El niño con síndrome de Down está capacitado para hacer muchas cosas. Puede correr, jugar al fútbol, tocar un instrumento musical, leer cuentos, hacer felices a sus padres (faltaría más). Y con mucho empeño y disciplina acabará por mantener limpia su habitación y en un futuro podrá ser concejal o incluso ministro. En fin, un niño con el síndrome de Down puede hacer, a su ritmo, muchísimas de las cosas que hace un niño cromosómicamente normal. Puede hacerlo… si le dejan sus padres. Los especialistas suelen alertar a los progenitores de los más que posibles problemas que conlleva mimar a un niño down. Exigirle poco, mantenerlo entre algodones, hablar bajito para que el niño no sufra la menor contaminación acústica significa añadirle a la larga un rango mayor de discapacidad. Conclusión (con mis palabras, no con la de los especialistas): padres blandos, hijos tontos.

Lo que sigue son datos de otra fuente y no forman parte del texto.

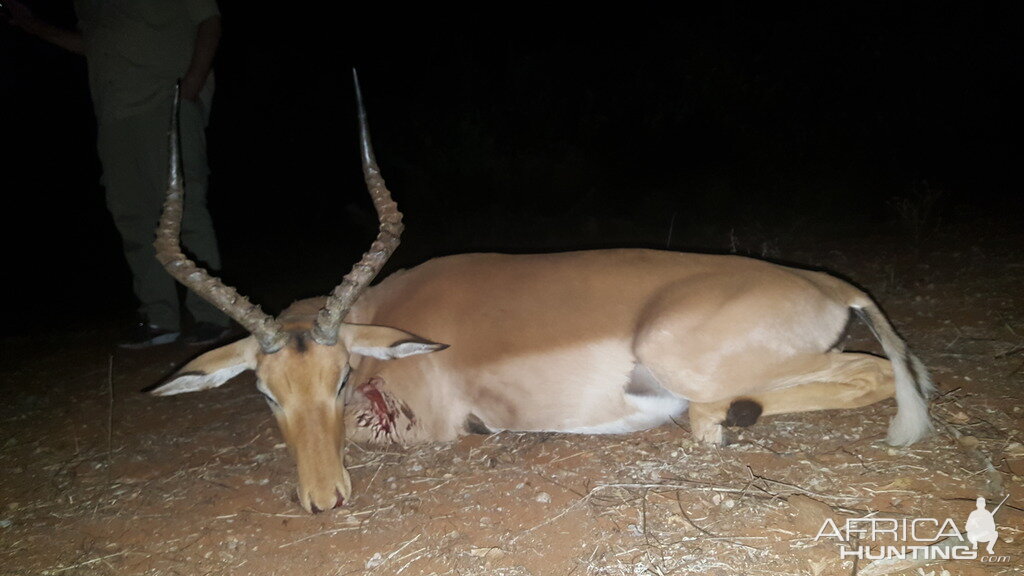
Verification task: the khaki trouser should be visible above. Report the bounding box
[97,100,228,330]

Hoy, en la sala de espera de la consulta de cardiología del hospital, mientras espero escuchar por el altavoz el nombre y apellidos de mi hijo. Sé que voy a pasar toda la mañana entre médicos, un día más. Una forma como otra cualquiera de terminar la semana, una forma como otra cualquiera de comenzar el mes de agosto.
Estoy leyendo la novela de un escritor español consagrado. Una novela notable y premiada (creo que con motivos) en la que el personaje-narrador, al parecer trasunto del propio autor, escribe al hilo de sus pensamientos. Unos pensamientos enrevesados que suponen –o al menos lo intentan– un acto de exorcismo personal, una suerte de autoanálisis casero que echa mano de la escritura para ahorrarse las facturas del psiquiatra. Son pensamientos similares, con todos los matices que podamos encontrar, a los que me asaltan desde que tengo uso de razón. En definitiva, una novela digna con la que combatir la rutina hospitalaria a la que estoy sometido desde hace más de un año y que ha sido especialmente virulenta en los últimos meses.